Principal secretary of IT department Jayesh Ranjan said that employees who have expressed reservations about resuming work from offices are “extremely insensitive” to the misery of others.
Reacting to news reports which quoted him stating that the State government wants people to return to workplaces, IT employees had expressed a range of concerns such as fear of contracting COVID-19 and difficulty of managing responsibility of their children as schools stay shut. Some employees have even shifted to their native place and are working from there.
Speaking on the sidelines of inauguration of a 50-bed ICU ward at Osmania General Hospital on Sunday, Mr Ranjan said that livelihoods of several sections of society depend on reopening of offices. “If they refuse to come to office when everyone else is going to office and when everything is safe, I will say they are extremely insensitive to the misery of others. They are only looking after their health, their children’s health, and the fact that they can relax in their homes. Livelihoods of taxi drivers, catering and security guys, and all other service providers are dependent on functioning of offices,” he said, mincing no words.

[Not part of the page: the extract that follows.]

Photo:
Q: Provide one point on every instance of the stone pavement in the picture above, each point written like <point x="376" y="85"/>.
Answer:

The senior official said that he couldn’t have pushed people to take risks during the first and second waves of the COVID-19 pandemic. But when the risk has become literally ‘zero’ now, he said people are not realising the havoc they are unleashing on others and that it is rather unfortunate and insensitive.
The concerns of IT employees not wishing to go back to office in a hurry include the fear of infection. “I am scared of contracting COVID and spreading it to my family members. The concern remains even after taking two doses of vaccine against it. My family has cut down all non-essential works outside home, which means no visits to gyms or public spaces. Why risk it all by going to office? My one-year-old child will not be able to communicate to us properly if she has any of the COVID symptoms,” said an IT employee on the condition of anonymity.

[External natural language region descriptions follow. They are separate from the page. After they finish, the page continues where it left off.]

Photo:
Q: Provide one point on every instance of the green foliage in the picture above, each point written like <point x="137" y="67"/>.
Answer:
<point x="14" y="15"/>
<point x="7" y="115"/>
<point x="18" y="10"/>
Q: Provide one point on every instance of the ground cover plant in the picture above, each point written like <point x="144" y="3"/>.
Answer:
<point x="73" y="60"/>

Many others shared this opinion.
Apart from the infection concerns, they stressed that their work output is the same or has even increased while working from home.

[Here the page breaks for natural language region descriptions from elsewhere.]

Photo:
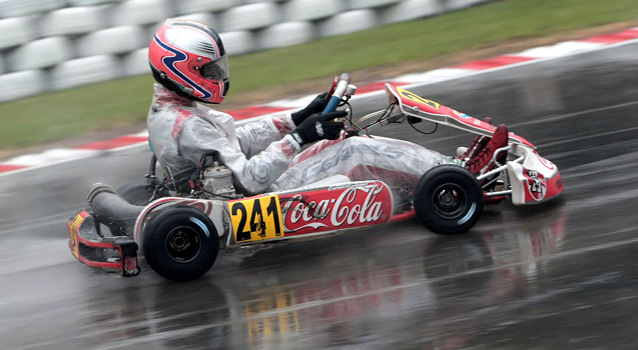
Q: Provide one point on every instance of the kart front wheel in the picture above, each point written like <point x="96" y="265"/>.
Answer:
<point x="180" y="243"/>
<point x="448" y="199"/>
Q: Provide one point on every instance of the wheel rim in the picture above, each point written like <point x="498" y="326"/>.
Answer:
<point x="449" y="201"/>
<point x="182" y="244"/>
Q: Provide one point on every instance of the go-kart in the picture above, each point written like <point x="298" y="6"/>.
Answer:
<point x="179" y="226"/>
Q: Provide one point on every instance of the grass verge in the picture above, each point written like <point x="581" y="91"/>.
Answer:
<point x="64" y="114"/>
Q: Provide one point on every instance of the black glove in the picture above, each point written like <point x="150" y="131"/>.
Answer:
<point x="318" y="127"/>
<point x="316" y="106"/>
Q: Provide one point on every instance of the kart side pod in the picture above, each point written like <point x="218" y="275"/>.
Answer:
<point x="530" y="186"/>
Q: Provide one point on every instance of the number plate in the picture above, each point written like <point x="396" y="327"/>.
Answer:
<point x="256" y="219"/>
<point x="74" y="226"/>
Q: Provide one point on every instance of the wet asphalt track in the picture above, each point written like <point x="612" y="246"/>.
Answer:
<point x="558" y="276"/>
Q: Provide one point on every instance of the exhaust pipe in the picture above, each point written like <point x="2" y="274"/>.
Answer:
<point x="112" y="210"/>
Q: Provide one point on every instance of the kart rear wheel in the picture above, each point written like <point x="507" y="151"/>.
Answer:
<point x="180" y="243"/>
<point x="448" y="199"/>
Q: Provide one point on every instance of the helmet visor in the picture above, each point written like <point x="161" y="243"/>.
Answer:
<point x="216" y="70"/>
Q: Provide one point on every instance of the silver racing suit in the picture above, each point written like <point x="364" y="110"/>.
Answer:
<point x="264" y="157"/>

However, there is another section that believes it is time to return to IT campuses. Sai Kumar Gujjula, an employee, said that he works in sales division of a company and not having in-person interaction affects his work. “We gain better understanding on interacting in-person. And the opportunity of networking with colleagues, seniors, and others comes down if we rely entirely on the virtual medium. We get stuck at the career and aspiration ladder. Work-life balance went for a toss while working from home,” he added.